Después Prodgers se acerca al rancho de Noboa, uno de los agentes que comercia con caucho y persona de confianza de los indios de Challana. Estando en La Paz, Sánchez le recomendó visitarlo. Prodgers se encuentra con un hombre bastante mayor, que tiene una esposa india mucho más joven que él. Le cuenta al galés que él había sido uno de los doscientos esclavos traídos por el Conde Noboa desde Brasil hasta aquellos lugares del Amazonas. Después de cuatro años y medio durante los que acumuló una gran cantidad de oro, el Conde decidió volver a su  país. Había sido un buen amo y dijo a sus hombres que los que quisieran volver con él podrían hacerlo y que aquellos que quisieran quedarse eran libres de hacerlo. Unos cuantos se quedaron y comenzaron a cultivar azúcar, café, grano y fruta. Uno de ellos fue Noboa, que había tomado el nombre de su benefactor. Era el único de aquellos esclavos brasileños que quedaba con vida.

 

Estando en el rancho de Noboa, Prodgers recibe la visita de un compatriota, Robert MacKenzie, que le ofrece alojamiento en su propiedad, al otro lado del río. Es otro hombre aquejado por las fiebres. Había llegado desde Inglaterra hacía más de dieciséis años y a pesar de que había heredado una gran propiedad en Epson, no podía regresar por la misma causa que impedía a Pérez salir de aquellos lugares. Prodgers acepta la invitación de MacKenzie y cruza con él el río, por el mismo método de cable de acero y poleas que en el río Toro.

 

MacKenzie se había asociado con los herederos del coronel del ejército boliviano Pedro Villamil, quien había obtenido la concesión para explotar una mina de oro en aquel territorio. Villamil se había asociado con Melgarejo, presidente de Bolivia hasta 1871, y habían utilizado prisioneros de guerra para la explotación.

 

De la mina el Coronel había obtenido más de un millón de dólares, que dejó como patrimonio a su familia, junto con la propiedad. Su hijo mayor era el que llevaba ahora la concesión, vivía entre Francia y La Paz y nunca había puesto un pie en la mina. Bajo la dirección del Coronel y el trabajo de los prisioneros de guerra, en la explotación se construyó una casa, un túnel que atravesaba una colina y una poza de unos quince metros de ancho y casi dos metros de profundidad, excavada en roca viva y que desembocaba en un canal con compuerta de acero y madera. El negocio no había prosperado al nivel que pensaban y ahora todo quedaba a cargo de MacKenzie y un viejo indio con su familia. Todo lo que hacían ahora era enviar oro a La Paz, a cambio del cual recibían provisiones. Trabajaban dos o tres días a la semana, lo suficiente para obtener las provisiones. Nadie lo dice, pero da la impresión de que a pesar de las fiebres que le aquejan, lejos de ser un hombre resignado a su suerte, Robert MacKenzie ha encontrado la felicidad en la manera tan simple de vivir en aquel remoto pero hermoso lugar.

 

Era un campamento de los más agradable, nos dice Prodgers:

 

Una extensión verde rodeada por todos los lados por bosque, con una masa de flores salvajes, begonias y anturios, con enredaderas rojas, blancas y moradas, y orquídeas parásitas creciendo en los árboles. Grandes mariposas de todos los colores volaban por todas partes, azul claro, azul oscuro, morados, rojo y blanco y amarillo; todo tipo de loros chillaban y volaban en bandadas, y un espléndido guacamayo se posó en la cima de un árbol cercano.

 

Prodgers espera que Noboa reciba permiso de los indios de Challana para poder seguir hasta Paroma. Pero este permiso no llega.

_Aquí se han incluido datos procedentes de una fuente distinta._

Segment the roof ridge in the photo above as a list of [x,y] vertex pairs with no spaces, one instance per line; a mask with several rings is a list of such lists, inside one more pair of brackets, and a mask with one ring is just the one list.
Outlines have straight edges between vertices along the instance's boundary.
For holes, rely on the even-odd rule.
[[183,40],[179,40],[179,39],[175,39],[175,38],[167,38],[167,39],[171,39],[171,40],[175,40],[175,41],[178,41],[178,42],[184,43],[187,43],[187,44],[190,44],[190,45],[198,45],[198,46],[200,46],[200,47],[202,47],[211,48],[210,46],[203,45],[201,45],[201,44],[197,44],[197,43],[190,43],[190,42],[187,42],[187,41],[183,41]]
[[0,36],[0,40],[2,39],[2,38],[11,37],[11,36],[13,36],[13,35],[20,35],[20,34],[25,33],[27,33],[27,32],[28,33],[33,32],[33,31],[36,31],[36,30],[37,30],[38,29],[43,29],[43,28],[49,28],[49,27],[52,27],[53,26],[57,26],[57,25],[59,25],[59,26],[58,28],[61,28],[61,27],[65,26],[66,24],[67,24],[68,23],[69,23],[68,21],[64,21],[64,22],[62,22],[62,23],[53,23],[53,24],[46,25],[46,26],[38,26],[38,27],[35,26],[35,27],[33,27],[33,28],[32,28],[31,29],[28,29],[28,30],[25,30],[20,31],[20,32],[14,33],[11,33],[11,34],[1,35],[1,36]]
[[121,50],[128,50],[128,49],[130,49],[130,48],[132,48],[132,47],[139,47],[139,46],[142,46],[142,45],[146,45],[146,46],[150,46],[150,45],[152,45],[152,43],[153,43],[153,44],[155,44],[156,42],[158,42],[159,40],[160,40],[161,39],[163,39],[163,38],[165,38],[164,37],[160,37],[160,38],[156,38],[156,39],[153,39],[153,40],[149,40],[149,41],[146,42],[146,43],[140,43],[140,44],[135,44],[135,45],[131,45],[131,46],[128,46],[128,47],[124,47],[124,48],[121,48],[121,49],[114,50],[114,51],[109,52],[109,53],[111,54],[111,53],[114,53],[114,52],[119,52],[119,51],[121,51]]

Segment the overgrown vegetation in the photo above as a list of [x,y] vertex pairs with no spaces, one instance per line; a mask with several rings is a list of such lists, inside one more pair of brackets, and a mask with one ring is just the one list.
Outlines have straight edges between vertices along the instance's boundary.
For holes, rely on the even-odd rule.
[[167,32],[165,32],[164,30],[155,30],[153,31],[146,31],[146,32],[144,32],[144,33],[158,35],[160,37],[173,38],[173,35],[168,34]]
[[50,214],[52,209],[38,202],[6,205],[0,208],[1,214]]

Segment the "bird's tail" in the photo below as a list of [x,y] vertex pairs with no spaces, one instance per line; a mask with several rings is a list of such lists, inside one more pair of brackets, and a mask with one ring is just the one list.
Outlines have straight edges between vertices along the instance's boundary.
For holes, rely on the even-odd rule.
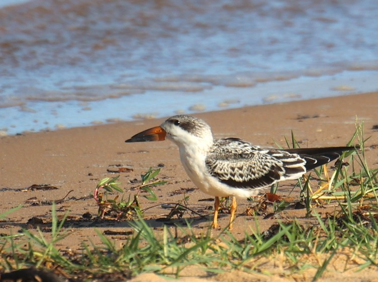
[[343,152],[353,151],[359,147],[329,147],[327,148],[298,148],[282,150],[291,154],[298,154],[306,160],[308,171],[331,161],[341,156]]

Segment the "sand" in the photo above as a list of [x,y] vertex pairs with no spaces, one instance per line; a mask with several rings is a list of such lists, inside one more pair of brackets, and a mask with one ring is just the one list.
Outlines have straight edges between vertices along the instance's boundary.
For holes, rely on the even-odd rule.
[[[374,129],[374,126],[378,124],[377,110],[378,93],[368,93],[194,115],[204,119],[211,125],[216,138],[237,137],[254,144],[274,147],[276,147],[276,143],[286,146],[285,137],[290,139],[292,130],[302,147],[344,146],[354,132],[357,119],[358,122],[364,122],[365,137],[371,136],[366,143],[366,158],[370,167],[376,167],[378,166],[378,130]],[[192,226],[199,233],[205,232],[211,222],[212,211],[207,209],[213,205],[213,200],[195,189],[189,180],[180,163],[176,146],[168,141],[125,143],[126,139],[135,133],[158,125],[163,121],[122,122],[1,137],[0,213],[24,205],[9,215],[7,220],[0,223],[1,233],[17,232],[33,217],[48,221],[51,214],[49,201],[62,199],[71,190],[73,191],[65,201],[57,204],[59,215],[69,212],[69,219],[76,222],[71,228],[72,234],[59,243],[61,249],[79,250],[81,242],[88,243],[89,238],[95,243],[99,243],[93,227],[101,232],[130,230],[126,221],[96,219],[98,207],[90,195],[100,179],[119,174],[121,175],[121,186],[126,193],[134,193],[131,190],[137,184],[130,183],[130,180],[140,179],[140,174],[150,167],[160,168],[159,178],[168,183],[155,190],[158,196],[156,202],[151,203],[141,198],[143,208],[177,202],[183,198],[185,192],[185,195],[190,197],[188,207],[209,216],[204,219],[187,213],[184,218],[192,221]],[[120,173],[112,172],[118,169],[118,165],[130,169]],[[48,184],[50,187],[30,188],[34,184]],[[293,182],[285,182],[280,185],[279,191],[288,193],[292,187]],[[298,197],[297,193],[293,191],[291,195]],[[250,204],[246,200],[239,201],[238,204],[233,234],[242,237],[245,231],[250,230],[248,223],[252,218],[242,214]],[[147,222],[158,231],[163,223],[156,219],[165,217],[169,211],[159,206],[147,211],[145,216]],[[305,211],[285,212],[285,216],[289,218],[300,218],[304,216]],[[93,217],[83,220],[82,216],[85,213],[89,213]],[[228,220],[228,215],[221,214],[219,223],[226,226]],[[262,220],[259,222],[261,228],[263,229],[270,226],[271,220]],[[173,225],[178,222],[183,222],[177,219],[169,223]],[[110,236],[116,244],[122,244],[124,237]],[[267,276],[238,271],[223,274],[221,278],[217,275],[204,277],[204,273],[195,267],[189,267],[184,273],[186,277],[182,278],[183,281],[231,281],[234,280],[235,277],[240,278],[238,279],[240,281],[257,279],[257,276],[248,276],[253,275],[258,275],[259,281],[294,280],[293,277],[288,280],[279,274]],[[365,273],[368,277],[372,275]],[[373,276],[377,276],[377,274],[378,271]],[[375,280],[372,278],[364,280],[365,274],[355,274],[354,271],[334,275],[338,277],[342,275],[345,281]],[[133,281],[158,281],[157,279],[153,274],[143,274]]]

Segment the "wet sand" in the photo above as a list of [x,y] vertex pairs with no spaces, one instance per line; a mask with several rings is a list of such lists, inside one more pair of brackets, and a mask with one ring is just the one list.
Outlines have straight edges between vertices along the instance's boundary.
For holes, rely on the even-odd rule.
[[[365,137],[371,136],[366,142],[366,154],[367,162],[372,168],[378,166],[378,130],[374,129],[374,126],[378,124],[377,105],[378,93],[368,93],[246,107],[195,116],[204,119],[211,125],[216,138],[237,137],[261,146],[276,147],[277,143],[285,147],[285,137],[290,139],[293,130],[303,147],[346,145],[355,131],[357,118],[358,121],[364,122]],[[9,215],[9,220],[2,221],[1,232],[16,233],[20,227],[25,227],[32,217],[48,222],[51,214],[49,201],[62,199],[70,190],[73,192],[66,199],[57,204],[58,214],[62,216],[69,211],[68,220],[72,223],[70,230],[73,233],[59,243],[61,249],[80,249],[81,242],[89,243],[89,238],[95,243],[99,243],[94,228],[101,232],[129,230],[126,221],[97,219],[97,204],[90,195],[100,180],[119,174],[121,175],[121,186],[126,194],[133,194],[135,192],[132,188],[137,184],[130,183],[130,180],[140,179],[140,174],[149,167],[161,168],[158,178],[168,183],[154,190],[158,197],[157,201],[151,202],[140,197],[142,208],[177,202],[182,199],[184,195],[190,197],[188,207],[209,216],[203,218],[187,213],[184,214],[183,218],[190,219],[192,227],[199,233],[205,232],[212,219],[212,211],[208,209],[213,206],[214,200],[198,191],[189,180],[180,163],[176,146],[168,141],[125,143],[126,139],[134,134],[158,125],[163,120],[123,122],[0,138],[0,190],[2,196],[0,213],[19,205],[24,205]],[[112,172],[118,169],[118,165],[131,169],[120,173]],[[294,183],[282,183],[278,194],[290,194],[291,197],[298,199],[299,192],[292,192]],[[34,184],[48,184],[50,187],[28,189]],[[253,222],[253,219],[242,214],[250,203],[242,200],[238,203],[233,234],[242,237],[245,231],[250,232],[251,226],[249,223]],[[83,219],[82,215],[88,212],[93,217]],[[169,209],[159,206],[147,211],[145,217],[147,222],[158,232],[163,223],[156,219],[165,218],[169,212]],[[305,211],[291,210],[284,213],[288,218],[301,219],[303,218]],[[226,226],[228,220],[228,215],[220,215],[221,226]],[[259,221],[261,229],[270,226],[273,220]],[[171,225],[173,229],[173,224],[183,222],[182,219],[175,219],[164,223]],[[116,244],[122,244],[125,239],[124,236],[110,237],[116,241]],[[194,281],[196,276],[199,279],[199,276],[204,274],[196,267],[190,267],[184,273],[190,276],[188,281]],[[353,273],[347,274],[343,274],[346,281],[362,280]],[[360,274],[358,277],[364,276]],[[248,278],[243,276],[247,274],[239,273],[229,277],[224,275],[221,280],[235,280],[235,275],[241,275],[241,279]],[[142,277],[135,278],[135,281],[156,279],[153,274]],[[206,279],[220,279],[217,277]],[[282,280],[284,278],[279,275],[276,278],[275,280]]]

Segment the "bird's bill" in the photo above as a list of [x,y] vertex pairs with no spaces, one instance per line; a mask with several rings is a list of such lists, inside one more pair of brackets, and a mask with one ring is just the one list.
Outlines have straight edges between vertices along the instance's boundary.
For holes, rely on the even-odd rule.
[[130,139],[125,142],[132,143],[134,142],[151,142],[163,141],[165,139],[167,133],[160,126],[156,126],[139,132]]

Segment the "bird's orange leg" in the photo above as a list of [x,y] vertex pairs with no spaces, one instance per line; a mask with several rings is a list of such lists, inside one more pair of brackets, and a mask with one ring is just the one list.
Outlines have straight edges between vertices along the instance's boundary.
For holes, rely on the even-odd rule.
[[230,225],[228,226],[228,230],[231,230],[232,229],[232,224],[234,220],[235,219],[235,213],[236,212],[236,207],[237,204],[236,203],[236,198],[234,197],[232,197],[232,203],[231,203],[231,209],[230,210],[230,214],[231,214],[231,217],[230,218]]
[[211,225],[213,228],[217,228],[218,225],[218,212],[219,210],[219,197],[215,197],[214,202],[214,217],[213,219],[213,224]]

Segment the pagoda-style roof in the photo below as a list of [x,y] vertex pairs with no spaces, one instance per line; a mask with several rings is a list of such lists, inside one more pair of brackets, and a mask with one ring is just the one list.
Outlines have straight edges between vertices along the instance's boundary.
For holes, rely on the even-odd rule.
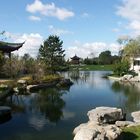
[[78,57],[77,55],[75,55],[75,56],[71,57],[71,59],[72,59],[72,60],[79,60],[80,57]]
[[8,42],[0,41],[0,51],[2,51],[4,53],[10,53],[10,52],[13,52],[13,51],[21,48],[24,43],[25,42],[23,42],[23,43],[8,43]]

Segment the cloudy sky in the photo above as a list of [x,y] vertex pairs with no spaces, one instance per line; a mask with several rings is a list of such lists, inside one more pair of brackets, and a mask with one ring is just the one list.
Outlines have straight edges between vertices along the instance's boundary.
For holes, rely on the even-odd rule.
[[0,31],[26,41],[19,55],[36,56],[49,35],[63,40],[66,57],[117,54],[116,40],[140,34],[140,0],[1,0]]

Se entretiene cogiendo mariposas para su colección.

La mejor manera de llevarlas y conservarlas es aplastarlas por detrás de la cabeza y colocarlas en un pliego de papel doblado en V. Para hacer que las alas vuelvan a extenderse, hay que colocarlas sobre arena caliente, y las alas volverán a desplegarse.

(Cómo me recuerda a Serguéi Aksákov y sus Recuerdos de infancia.)